This is just a bit off the track but I don't recall you ever saying what kind of router you have and use and what kind of router table you have and use,,, plus I would love to see a snapshot of your router bits you , must have a killer set working for Freud..

I know if I did I would go home broke each week 

One more question, off the top of your head what would it cost to have one of ever bit Freud makes ?
I also would like to get setup to be tester for the Freud router bits  LOL
cheap SOB that I am..  can't hurt to ask... 











=====



Charles M said:


> Bj,
> 
> FYI, the quality standards for ISO 9002 are set by the applicant so it really only ensures consistent quality, not necessarily high quality. Not to say that's a bad thing (Freud is also ISO 9002 certified), just wanted to clarify for those that do not know.


----------



## Charles M (Apr 10, 2006)

Bj,

I own an old Ryobi 1/4" plunge router that lives with my folks who use it frequently remodeling houses and I have two FT2000E plunge routers, one with a Router Raizer in an OLD Freud router table. I probably have a hundred bits at home. The funny thing is, I very rarely use a router at home because I have access to some really sweet equipment and all the cutters, bits and blades I want at work. We currently have a 4' X 12' Biesse CNC router, a 14" sliding panel saw, Jet cabinet saw, tons of contractor and hybrid saws, miter saws, sliding miter saws, vertical panel saw, shaper, router tables, etc. To tell the truth, I can get burned out on woodworking after so much time at work so I spend my free time hanging out with my family, making beer, working on old cars and piddling on an occasional home improvement project.

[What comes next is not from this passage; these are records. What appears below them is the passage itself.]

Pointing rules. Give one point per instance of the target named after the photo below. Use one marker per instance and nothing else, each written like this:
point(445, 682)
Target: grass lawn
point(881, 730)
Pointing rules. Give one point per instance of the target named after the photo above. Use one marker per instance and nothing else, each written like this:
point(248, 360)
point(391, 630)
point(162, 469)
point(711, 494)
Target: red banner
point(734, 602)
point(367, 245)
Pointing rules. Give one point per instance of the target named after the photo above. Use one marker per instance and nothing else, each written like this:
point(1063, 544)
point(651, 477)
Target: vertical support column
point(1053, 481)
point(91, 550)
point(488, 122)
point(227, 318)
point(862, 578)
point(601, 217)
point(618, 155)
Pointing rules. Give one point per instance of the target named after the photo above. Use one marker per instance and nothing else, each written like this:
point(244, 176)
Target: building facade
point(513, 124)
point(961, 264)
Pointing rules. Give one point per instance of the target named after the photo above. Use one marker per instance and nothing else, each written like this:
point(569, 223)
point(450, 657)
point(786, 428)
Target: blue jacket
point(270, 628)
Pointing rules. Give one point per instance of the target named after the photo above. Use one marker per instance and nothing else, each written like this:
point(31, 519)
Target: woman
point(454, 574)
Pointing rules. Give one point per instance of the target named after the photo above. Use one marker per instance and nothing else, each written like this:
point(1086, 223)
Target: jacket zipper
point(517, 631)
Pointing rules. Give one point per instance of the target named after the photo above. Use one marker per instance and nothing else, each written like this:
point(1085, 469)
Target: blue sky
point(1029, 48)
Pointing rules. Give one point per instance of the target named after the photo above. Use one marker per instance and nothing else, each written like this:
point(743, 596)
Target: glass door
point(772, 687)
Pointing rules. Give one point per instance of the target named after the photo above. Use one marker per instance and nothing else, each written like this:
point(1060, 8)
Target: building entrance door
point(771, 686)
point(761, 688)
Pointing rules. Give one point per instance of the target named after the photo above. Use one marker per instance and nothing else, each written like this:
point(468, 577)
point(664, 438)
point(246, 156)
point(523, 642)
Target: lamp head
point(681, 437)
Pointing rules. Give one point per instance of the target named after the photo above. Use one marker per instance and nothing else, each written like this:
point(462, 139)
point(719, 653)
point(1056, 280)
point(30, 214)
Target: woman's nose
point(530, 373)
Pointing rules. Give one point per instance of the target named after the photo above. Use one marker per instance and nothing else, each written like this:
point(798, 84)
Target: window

To own one of every Freud bit (around 900 bits) the List Price would probably be about the same as buying a new Lexus.


----------



## web4elk (Nov 27, 2005)

Thanks for all the help from all of you. This realy cleared things up.


----------



## Hamlin (Dec 25, 2005)

Charles M said:


> To own one of every Freud bit (around 900 bits) the List Price would probably be about the same as buying a new Lexus.


I wanna work for Freud.      
(but you can keep the Lexus). LOL


----------



## Rolf Maxa (Feb 8, 2005)

I would like a job at Freud as well!!!


----------